Third Day of Quandary, 64th Day of Hagwinter, 525 M.E. (Castor): This is hilarious: the mighty U.S. military tried to intercept a tanker, the Bella 1, in the Caribbean this weekend after determining that it was not flying a valid national flag. The ship did not comply, however, and simply kept on sailing. The Coast Guard repeatedly tried to hail the Bella 1 and direct it to stop, but the vessel has ignored those calls.
Apparently, all you need to do to avoid seizure and pirating by the Coast Guard is to simply tune them out and ignore them.
The Stable Genius has made it clear that its targeting of ships carrying Venezuelan oil is intended to push Nicolás Maduro, the country’s president, from power. “We’re not just interdicting these ships, but we’re also sending a message around the world that the illegal activity that Maduro is participating in cannot stand,” the puppy-killer Kristi Noem said in an interview today. “He needs to be gone.”

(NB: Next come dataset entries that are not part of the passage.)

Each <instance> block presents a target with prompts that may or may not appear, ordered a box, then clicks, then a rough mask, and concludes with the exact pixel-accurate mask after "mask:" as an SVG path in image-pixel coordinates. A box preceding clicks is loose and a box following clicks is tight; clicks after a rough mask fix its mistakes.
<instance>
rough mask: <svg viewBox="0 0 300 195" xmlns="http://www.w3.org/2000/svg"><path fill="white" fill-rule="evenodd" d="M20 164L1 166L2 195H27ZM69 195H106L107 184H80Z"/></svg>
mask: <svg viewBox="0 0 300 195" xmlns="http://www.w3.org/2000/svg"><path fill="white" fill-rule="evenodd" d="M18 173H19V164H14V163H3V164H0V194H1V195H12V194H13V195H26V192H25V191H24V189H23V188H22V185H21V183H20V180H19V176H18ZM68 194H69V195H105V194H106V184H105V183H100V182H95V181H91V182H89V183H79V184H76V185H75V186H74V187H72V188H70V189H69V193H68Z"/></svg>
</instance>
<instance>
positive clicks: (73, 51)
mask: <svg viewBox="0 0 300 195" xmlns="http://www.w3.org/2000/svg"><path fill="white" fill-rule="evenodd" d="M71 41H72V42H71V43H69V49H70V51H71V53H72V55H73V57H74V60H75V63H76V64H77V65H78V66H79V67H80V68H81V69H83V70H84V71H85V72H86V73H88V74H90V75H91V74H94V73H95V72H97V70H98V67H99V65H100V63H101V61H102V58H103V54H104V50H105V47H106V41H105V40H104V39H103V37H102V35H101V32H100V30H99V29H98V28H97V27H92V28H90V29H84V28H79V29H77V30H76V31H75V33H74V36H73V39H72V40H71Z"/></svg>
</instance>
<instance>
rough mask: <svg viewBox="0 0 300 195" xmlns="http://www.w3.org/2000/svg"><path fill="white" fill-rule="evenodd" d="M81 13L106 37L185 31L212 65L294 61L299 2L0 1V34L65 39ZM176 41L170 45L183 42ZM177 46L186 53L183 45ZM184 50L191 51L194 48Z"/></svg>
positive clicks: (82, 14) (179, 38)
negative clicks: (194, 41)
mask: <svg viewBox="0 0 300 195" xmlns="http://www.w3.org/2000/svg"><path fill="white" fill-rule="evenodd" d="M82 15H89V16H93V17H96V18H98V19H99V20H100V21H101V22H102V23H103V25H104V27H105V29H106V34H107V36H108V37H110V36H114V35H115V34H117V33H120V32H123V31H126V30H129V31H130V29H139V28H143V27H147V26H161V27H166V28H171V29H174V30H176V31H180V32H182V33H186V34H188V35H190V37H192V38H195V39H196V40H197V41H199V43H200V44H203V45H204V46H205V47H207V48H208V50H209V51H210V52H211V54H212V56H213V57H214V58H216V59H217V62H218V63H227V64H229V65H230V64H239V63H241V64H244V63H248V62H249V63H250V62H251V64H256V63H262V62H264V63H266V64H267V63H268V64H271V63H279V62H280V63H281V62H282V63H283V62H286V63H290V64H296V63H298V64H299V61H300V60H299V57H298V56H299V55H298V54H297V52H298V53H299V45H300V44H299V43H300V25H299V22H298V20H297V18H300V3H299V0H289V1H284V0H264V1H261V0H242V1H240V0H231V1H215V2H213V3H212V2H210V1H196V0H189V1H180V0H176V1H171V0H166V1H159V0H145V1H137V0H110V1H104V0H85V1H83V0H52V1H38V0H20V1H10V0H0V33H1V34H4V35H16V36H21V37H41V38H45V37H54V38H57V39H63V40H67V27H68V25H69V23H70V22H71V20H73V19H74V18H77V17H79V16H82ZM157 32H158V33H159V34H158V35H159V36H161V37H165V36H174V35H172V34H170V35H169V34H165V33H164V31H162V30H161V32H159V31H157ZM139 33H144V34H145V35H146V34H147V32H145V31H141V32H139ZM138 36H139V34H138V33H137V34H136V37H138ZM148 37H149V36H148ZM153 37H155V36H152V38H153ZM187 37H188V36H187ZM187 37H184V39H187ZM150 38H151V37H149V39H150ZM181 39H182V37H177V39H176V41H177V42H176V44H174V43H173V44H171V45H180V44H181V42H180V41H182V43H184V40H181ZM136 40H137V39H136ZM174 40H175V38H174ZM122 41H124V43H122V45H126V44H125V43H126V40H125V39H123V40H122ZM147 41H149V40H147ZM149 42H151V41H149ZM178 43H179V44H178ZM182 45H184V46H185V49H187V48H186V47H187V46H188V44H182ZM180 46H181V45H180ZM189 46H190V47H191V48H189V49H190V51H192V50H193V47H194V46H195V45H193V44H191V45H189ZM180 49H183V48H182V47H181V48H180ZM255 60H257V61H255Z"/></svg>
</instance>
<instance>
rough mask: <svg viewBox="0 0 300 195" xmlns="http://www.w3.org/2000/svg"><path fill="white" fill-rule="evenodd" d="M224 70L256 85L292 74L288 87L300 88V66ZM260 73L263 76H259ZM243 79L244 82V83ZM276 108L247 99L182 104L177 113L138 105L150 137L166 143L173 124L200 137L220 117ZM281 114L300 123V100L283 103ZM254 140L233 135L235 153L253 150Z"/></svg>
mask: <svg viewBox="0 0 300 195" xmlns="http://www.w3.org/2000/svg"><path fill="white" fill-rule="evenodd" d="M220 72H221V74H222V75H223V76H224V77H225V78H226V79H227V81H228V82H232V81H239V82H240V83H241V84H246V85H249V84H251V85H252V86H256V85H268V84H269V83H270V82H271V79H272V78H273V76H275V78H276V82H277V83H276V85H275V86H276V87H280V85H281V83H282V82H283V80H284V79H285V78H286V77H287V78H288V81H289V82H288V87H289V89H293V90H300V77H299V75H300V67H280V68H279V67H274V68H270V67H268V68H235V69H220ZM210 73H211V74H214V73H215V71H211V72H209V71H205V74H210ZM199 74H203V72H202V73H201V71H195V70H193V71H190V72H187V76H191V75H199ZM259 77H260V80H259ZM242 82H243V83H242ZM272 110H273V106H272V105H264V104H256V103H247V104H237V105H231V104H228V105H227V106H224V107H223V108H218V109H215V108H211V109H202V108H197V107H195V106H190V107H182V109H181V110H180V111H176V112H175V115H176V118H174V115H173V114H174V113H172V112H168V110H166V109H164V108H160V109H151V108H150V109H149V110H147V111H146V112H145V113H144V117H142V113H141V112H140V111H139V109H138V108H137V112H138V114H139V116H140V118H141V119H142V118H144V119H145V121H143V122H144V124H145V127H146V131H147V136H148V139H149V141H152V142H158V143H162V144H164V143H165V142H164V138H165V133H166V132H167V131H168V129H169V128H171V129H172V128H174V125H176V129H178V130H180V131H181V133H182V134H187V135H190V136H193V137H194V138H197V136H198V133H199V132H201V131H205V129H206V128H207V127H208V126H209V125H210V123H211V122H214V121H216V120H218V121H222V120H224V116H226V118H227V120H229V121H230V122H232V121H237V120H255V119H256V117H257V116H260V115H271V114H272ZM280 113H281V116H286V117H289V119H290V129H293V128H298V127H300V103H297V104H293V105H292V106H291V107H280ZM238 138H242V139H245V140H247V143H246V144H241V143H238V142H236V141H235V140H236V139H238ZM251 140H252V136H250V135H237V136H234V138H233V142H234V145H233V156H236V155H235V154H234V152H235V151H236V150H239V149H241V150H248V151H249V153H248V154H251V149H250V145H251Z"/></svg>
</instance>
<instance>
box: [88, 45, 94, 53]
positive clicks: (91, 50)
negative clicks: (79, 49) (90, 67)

The campaign to interdict oil tankers is drawing criticism from foreign governments, threatens global energy markets, and is getting pushback inside the United States from HOSCA and others over the risk of escalation.
Senator Rand Paul of Kentucky, a libertarian who routinely opposes U.S. military intervention overseas, was one of two Republicans who joined Democrats last month in voting to block a potential attack on Venezuela. Yesterday, he called the tanker seizures a provocation and a prelude to war. “Look, at any point in time there are 20, 30 governments around the world that we don’t like,” he said. “But it isn’t the job of the American soldier to be the policeman of the world.”
President Luiz Inácio Lula da Silva of Brazil said that an “armed intervention in Venezuela would be a humanitarian catastrophe.”
China, the biggest consumer of Venezuelan oil, condemned the seizures, calling the actions a serious violation of international law. Beijing confirmed that it opposes any actions that “infringe on the sovereignty and security of other countries, or constitute acts of unilateral bullying.”
HOSCA neither condones nor supports the Maduro regime, which lost the popular election in Venezuela but had refused to cede power. However, HOSCA does not view the nationalization of Venezuela's oil industry as "stealing U.S. oil" as the Stable Genius maintains, and opposes another U.S. military intervention in Latin America to further corporate interests. No blood for oil.